We are entering the season of road trips here in New England.  The leaf peepers will soon be out in droves searching for the perfect foliage, a Mecca of golden yellows and maple reds. The streets of Boston are filled to overflowing with out of town parents and wide eyed college kids, many discovering the city for the first time.  This past Labor Day weekend, 35 million Americans took to the roads and drove 50 miles or longer for one last summer journey, a three day jaunt to bid the season adieu.

But here’s the truth about all those millions of miles in travel. For the most part we’ll be all too human and just stick to the beaten path.  Familiar places. Well worn roads and oft traveled highways.  And we’ll all too easily miss a special place like Heath.

Instead we’ll take the Mass Pike, which will be packed with traffic and then we’ll stand in line with scores of other weary travelers at a rest area McDonalds. We’ll scurry over to Boston’s Faneuil Hall with its tourist kitsch, prepackaged history for the masses.  We’ll clog the Maine Turnpike and wait in line at the toll booths, visions of a rocky coast dancing in our heads while the horns honk and patience frays.

That’s travel. That’s life. 

To stick to the way we’ve always journeyed, revisit the destinations we return to again and again and again. I’m as predictable as the next person when it comes to making a choice between the familiar or the foreign, the dependable or the surprising, the mundane or the mysterious.  Too often I stick to the beaten path, reluctant to set out for parts unknown.  I want to know what’s next, what will appear around the bend in the road. 

What if I get lost? 

Yet the best places I’ve discovered in all my road trips have almost always come about because I took a risk and got off the beaten path. Discovered the best orange sherbert ever at a road side stand in Lake George, New York. Found a perfect front porch to explore at the General Store in Underhill, Vermont, in the middle of a long hot August bike ride. Went down a side street in Manhattan and stumbled upon the Firefighting Museum of New York City. 

And in Heath?  I met Ruth Johnson, a kind and hospitable trustee of the local historic society.
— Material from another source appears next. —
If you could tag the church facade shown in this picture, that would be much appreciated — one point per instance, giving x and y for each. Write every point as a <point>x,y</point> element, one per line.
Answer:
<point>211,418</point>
She took me inside the Union Evangelical Church, an 1830’s house of worship. There I stood in a simple wooden historic pulpit, where in the summer of 1943, a theologian and preacher named Reinhold Niebuhr ended his sermon thus: “God, grant us grace to accept with serenity the things that cannot be changed, courage to change the things that should be changed, and the wisdom to distinguish the one from the other.”  The Serenity Prayer, perhaps the most widely prayed prayer in the entire world: it was born right there in Heath, Massachusetts. 

To find this out, I first had to get off the beaten path. Take the exit off the superhighway and trust that the back roads in life would get me to where I needed to go.  As we move into a new season of life and the year, may God bless our life road trips and give us the courage to look for places like Heath. 

In the words of the New England poet Robert Frost, try the road less traveled.  That just might make all the difference.